Haveli

Namak Haraam ki Haveli

By on October 15, 2015

Located in a narrow alley where one is immediately engulfed by coal dust, is a haveli that is known for all the wrong reasons.

A present resident of Namak Haraam Ki Haveli, Ashok Agarwal, tells that Lala Bhawani Mal Khatri was a businessman of the 19th century who often passed secret information from the Mughals to the British and from the British to the Mughals. This betrayal gave him the name of a ‘namak haraam’ (traitor). Locals despised him, and refused to pay him the respect he demanded.

DSC_1139

Ashok Agarwal, one of the present resident of Namak Haram ki haveli

Legend has it that Lala Bhawani Mal Khatri asked the British to issue an order stating that no one should call the former a ‘namak haraam’. The British even issued this order but the locals refused to abide by it, and the name Namak Haraam Ki Haveli stuck through the centuries.

Years later, the haveli was occupied by another family who placed a stone over the gate of the haveli, which read ‘Basal Bhawan, 154 Kucha Ghasi Ram’. However, this man was never the rightful owner of the haveli.

Today, the haveli has been broken down into several shops, and only a small part of the haveli is still used for residential purposes. Unfortunately, not even every shopkeeper in the lane knows that they are situated adjacent to the once grand and infamous haveli.

Cluster of shops which was once a part of Namak Haram ki Haveli

Cluster of shops which was once a part of Namak Haram ki Haveli

There are two entrances that lead to this haveli. One from the side of the Fatehpuri Masjid and other that enters into the Phool Wali Gali (Flower Lane). The residential remains of the haveli are owned by a Govind Prasad Bansal who also has his crockery godown in the complex, which houses about 14 flats on the first floor around an open courtyard. Rumour has it that there used to be a tunnel under this courtyard — which was covered in cement only a few decades ago — that led to the Red Fort. Locals try to prove this point by narrating a story from 1965 when a fire partially engulfed this complex due to which the courtyard, “which was hollow beneath”, sank.

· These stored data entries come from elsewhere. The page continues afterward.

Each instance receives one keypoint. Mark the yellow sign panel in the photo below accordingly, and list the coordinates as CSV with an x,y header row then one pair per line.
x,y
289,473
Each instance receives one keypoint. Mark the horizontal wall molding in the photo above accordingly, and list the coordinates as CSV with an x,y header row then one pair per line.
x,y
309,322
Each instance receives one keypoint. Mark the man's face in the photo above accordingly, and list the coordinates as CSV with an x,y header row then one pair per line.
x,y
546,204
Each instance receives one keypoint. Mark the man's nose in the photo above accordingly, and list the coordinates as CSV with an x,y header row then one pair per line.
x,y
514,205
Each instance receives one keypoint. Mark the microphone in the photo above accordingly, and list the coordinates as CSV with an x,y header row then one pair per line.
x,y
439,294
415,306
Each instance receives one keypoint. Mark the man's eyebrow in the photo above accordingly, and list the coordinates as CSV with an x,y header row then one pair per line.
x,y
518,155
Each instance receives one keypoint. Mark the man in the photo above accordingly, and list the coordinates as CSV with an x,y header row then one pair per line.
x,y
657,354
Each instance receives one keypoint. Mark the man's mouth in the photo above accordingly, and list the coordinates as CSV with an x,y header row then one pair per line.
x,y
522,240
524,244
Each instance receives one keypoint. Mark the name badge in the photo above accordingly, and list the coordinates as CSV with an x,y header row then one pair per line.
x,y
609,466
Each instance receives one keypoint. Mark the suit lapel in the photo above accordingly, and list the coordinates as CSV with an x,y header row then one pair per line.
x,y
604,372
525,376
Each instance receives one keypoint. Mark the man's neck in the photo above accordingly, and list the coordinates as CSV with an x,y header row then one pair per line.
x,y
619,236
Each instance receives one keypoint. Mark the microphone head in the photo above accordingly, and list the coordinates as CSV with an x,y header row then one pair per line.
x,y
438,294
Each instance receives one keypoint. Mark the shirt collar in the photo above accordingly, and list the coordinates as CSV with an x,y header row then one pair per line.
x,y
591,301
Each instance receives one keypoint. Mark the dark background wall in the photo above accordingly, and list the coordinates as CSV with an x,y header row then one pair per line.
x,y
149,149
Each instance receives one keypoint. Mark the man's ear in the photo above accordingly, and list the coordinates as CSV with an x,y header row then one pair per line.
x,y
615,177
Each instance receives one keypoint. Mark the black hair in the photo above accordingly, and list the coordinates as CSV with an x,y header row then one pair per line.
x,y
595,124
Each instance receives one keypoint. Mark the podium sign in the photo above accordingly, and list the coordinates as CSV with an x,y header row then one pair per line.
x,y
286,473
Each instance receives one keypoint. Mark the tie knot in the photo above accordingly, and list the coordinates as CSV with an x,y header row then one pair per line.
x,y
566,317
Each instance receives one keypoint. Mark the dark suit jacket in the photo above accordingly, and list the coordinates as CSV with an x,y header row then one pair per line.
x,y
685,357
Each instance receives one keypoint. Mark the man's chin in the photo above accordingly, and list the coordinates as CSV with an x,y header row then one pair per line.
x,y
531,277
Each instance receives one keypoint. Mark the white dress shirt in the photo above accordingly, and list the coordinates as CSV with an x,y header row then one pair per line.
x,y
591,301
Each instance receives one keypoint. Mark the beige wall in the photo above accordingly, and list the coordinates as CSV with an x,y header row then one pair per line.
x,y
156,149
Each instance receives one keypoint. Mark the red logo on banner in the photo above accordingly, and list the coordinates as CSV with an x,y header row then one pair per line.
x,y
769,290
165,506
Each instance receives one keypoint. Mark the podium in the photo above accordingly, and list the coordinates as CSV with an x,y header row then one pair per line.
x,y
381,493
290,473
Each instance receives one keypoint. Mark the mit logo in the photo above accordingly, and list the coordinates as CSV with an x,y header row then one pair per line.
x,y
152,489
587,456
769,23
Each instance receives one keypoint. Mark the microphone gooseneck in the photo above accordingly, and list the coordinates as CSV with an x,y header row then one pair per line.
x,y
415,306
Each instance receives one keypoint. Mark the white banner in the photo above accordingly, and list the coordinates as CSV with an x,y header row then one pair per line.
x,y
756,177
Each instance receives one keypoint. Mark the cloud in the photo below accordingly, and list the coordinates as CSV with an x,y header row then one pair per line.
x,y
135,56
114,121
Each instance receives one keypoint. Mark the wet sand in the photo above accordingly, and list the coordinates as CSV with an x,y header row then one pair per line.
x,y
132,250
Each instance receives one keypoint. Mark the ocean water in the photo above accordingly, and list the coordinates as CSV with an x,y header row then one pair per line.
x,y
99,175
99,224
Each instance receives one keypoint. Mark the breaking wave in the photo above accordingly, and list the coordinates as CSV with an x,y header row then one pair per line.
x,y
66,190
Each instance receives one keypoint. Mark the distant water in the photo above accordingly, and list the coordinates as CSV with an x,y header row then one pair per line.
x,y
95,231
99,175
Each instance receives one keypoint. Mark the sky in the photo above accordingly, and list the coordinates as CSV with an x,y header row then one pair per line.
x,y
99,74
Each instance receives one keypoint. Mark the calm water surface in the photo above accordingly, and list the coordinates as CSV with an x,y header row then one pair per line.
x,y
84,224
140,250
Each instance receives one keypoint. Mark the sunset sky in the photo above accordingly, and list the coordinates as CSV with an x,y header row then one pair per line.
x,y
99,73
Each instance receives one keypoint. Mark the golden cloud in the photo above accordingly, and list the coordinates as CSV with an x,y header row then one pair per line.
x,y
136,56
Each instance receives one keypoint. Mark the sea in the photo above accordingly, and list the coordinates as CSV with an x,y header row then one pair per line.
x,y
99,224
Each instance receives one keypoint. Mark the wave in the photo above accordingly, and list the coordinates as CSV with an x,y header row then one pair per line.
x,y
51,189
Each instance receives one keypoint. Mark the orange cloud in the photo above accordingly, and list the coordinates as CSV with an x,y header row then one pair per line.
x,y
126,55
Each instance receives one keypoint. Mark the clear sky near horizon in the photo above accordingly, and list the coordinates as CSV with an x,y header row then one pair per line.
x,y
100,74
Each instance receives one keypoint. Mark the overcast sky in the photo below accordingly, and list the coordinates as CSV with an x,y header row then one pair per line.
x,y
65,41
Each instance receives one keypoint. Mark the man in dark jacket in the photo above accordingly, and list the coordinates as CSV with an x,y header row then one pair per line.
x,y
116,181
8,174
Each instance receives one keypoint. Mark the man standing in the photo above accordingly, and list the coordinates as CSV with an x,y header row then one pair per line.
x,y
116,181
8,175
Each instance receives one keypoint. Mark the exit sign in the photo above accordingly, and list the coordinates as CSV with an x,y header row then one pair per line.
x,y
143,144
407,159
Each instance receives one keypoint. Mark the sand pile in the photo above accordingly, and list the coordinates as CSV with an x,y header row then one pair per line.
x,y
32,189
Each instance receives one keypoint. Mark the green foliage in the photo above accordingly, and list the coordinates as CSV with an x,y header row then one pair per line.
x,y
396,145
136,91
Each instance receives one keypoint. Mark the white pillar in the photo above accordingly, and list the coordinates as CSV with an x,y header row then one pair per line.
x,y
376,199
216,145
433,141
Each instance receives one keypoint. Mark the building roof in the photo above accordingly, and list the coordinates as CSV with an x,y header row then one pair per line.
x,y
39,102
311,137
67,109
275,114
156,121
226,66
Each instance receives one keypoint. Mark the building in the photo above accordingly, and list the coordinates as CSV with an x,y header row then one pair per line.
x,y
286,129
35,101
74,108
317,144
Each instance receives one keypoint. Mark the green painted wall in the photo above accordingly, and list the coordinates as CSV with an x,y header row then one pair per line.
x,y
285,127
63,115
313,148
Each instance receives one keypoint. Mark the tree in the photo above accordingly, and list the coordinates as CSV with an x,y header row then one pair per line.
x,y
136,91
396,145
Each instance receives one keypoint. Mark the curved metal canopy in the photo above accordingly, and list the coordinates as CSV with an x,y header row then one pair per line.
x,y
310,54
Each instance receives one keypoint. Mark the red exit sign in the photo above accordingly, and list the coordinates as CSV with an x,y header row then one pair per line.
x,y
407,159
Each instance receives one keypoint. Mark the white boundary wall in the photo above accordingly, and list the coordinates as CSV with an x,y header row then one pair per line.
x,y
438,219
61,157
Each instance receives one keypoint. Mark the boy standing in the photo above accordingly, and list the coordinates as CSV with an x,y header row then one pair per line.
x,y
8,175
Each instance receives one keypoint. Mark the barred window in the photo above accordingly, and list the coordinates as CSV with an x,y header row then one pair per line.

Besides the stone-arched gateway, carvings on the wall and a few wooden doors, little of the original haveli remains intact today. Most of the residential structure has been renovated for the convenience and safety of the inhabitants. Even the kachchi sadak has been converted into a proper road.

DSC_1145

Besides these residential flats, about 60 to 70 rooms of the haveli on the road in front of the residential complex have been converted into shops or godowns, mostly dealing in coal and iron. The original wooden doors of these rooms have been replaced with iron shutters while the wooden ceiling that was fixed in the 19th century still remains untouched — by humans or termite. There is also a baoli (step well) in this part of the haveli but it has been converted into a godown, which is inaccessible to the general public.